Beta
Model familiesReading · ~3 min · 71 words deep

Gemini

Google DeepMind's LLM family · multimodal, long-context (2M+ tokens), runs on TPU infrastructure.

Gemini family on /family
TL;DR

Google DeepMind's LLM family · multimodal, long-context (2M+ tokens), runs on TPU infrastructure.

Level 1

Gemini was launched in December 2023 as Google's response to GPT-4. Tiers: Ultra (flagship), Pro (balanced workhorse), Flash (fast, cheap), Flash Lite (cheapest). Version cadence: Gemini 1.0 (2023), 1.5 (2024, introduced 1M+ context), 2.0 (2025), 2.5 (2025), 3.0 (2026). Key differentiators: native multimodality (image, audio, video), longest production context windows (2M+ tokens), and TPU-based serving economics.

Level 2

Gemini is a mixture-of-experts transformer trained on Google's TPU infrastructure. Multimodal training is native · text, image, audio, video tokens share a unified embedding space. Gemini 1.5 Pro was the first production model with 1M+ token context (and experimental 10M internal). Context handling uses ring attention for O(n) scaling. Post-training: Constitutional AI-like approaches plus Google's proprietary RLHF stack. Gemini integrates tightly with Google's product ecosystem · Google Workspace, Android, Chrome, search.

Level 3

Gemini 1.5 Pro used a MoE architecture with ring attention for long context. Ring attention splits the sequence across multiple devices and rotates keys/values, enabling linear scaling to 10M+ tokens. Trained on Google's TPU v5p and TPU v6 (Trillium) clusters · Google's vertical integration gives them compute-cost advantage at scale. Multimodal pretraining uses mixed-modality batches · each step sees text + image + audio + video tokens.
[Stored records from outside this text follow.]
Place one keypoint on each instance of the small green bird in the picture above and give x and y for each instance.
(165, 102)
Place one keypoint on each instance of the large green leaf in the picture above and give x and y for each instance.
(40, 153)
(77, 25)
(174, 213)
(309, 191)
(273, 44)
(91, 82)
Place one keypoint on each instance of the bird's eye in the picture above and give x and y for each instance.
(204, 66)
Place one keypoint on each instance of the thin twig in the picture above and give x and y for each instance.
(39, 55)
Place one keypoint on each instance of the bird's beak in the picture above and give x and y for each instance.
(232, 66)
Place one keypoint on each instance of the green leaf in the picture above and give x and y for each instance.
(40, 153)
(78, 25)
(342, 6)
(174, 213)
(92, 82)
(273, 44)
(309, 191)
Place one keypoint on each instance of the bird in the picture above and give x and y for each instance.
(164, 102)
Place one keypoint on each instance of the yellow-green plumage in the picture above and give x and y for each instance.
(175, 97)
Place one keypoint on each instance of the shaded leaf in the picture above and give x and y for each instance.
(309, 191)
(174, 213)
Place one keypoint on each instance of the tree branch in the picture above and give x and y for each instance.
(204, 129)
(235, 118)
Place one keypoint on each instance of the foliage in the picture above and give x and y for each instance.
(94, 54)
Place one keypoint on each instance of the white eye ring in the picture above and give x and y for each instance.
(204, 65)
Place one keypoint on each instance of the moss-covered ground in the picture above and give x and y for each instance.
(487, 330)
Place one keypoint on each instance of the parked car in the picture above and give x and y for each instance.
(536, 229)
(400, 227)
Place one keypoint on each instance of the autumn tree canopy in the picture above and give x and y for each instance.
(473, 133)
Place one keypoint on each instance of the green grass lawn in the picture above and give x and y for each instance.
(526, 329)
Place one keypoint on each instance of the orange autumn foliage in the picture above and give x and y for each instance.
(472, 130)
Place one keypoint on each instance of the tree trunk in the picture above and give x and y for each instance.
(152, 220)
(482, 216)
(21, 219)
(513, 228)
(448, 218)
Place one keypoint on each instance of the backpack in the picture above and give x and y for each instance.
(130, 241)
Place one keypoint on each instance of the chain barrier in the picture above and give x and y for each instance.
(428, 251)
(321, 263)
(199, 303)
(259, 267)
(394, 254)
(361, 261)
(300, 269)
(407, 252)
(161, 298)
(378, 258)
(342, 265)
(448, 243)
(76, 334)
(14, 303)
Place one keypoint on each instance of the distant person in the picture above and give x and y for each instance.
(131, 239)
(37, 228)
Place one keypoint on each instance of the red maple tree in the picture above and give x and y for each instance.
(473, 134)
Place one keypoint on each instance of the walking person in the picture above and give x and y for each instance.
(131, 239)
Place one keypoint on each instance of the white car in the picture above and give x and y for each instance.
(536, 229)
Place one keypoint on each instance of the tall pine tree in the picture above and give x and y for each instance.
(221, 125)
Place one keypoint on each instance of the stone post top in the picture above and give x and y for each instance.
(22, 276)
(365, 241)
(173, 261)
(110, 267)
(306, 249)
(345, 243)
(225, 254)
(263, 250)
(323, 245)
Gemini 2.5 Pro introduced Extended Thinking (like OpenAI o-series and Claude ET). Gemini models consistently lead on benchmarks requiring multimodal + long-context reasoning.

Why this matters now

Gemini 3 Pro launched with 2M token context as default and the lowest enterprise tier pricing in the frontier class, pressuring GPT-5 and Claude pricing.

The takeaway for you
If you are a
Researcher
  • ·MoE architecture + ring attention for long context
  • ·Native multimodal pretraining
  • ·TPU-trained · v5p and v6 (Trillium)
If you are a
Builder
  • ·Use Gemini 2.5 Pro for long document / long video understanding
  • ·Gemini 2.5 Flash for cheap/fast · best price-performance on most tasks
  • ·Integration with Google Workspace is the enterprise differentiator
If you are a
Investor
  • ·Google's TPU vertical integration provides compute-cost moat
  • ·Workspace + Android + Chrome distribution is unmatched
  • ·Gemini pricing pressure reshapes frontier market · benefits Google's ad/cloud businesses
If you are a
Curious · Normie
  • ·Google's answer to ChatGPT
  • ·Handles images, audio, and video · not just text
  • ·Has a much bigger memory than other AIs
Gecko's take

Gemini's long-context and multimodal defaults are the reason every other frontier model scrambled to match. Google's TPU moat is real.

Depends on workload. Gemini leads on multimodal and long-context tasks. GPT-5 and Claude 4.5 Opus lead on reasoning and coding. Arena rankings swap month to month.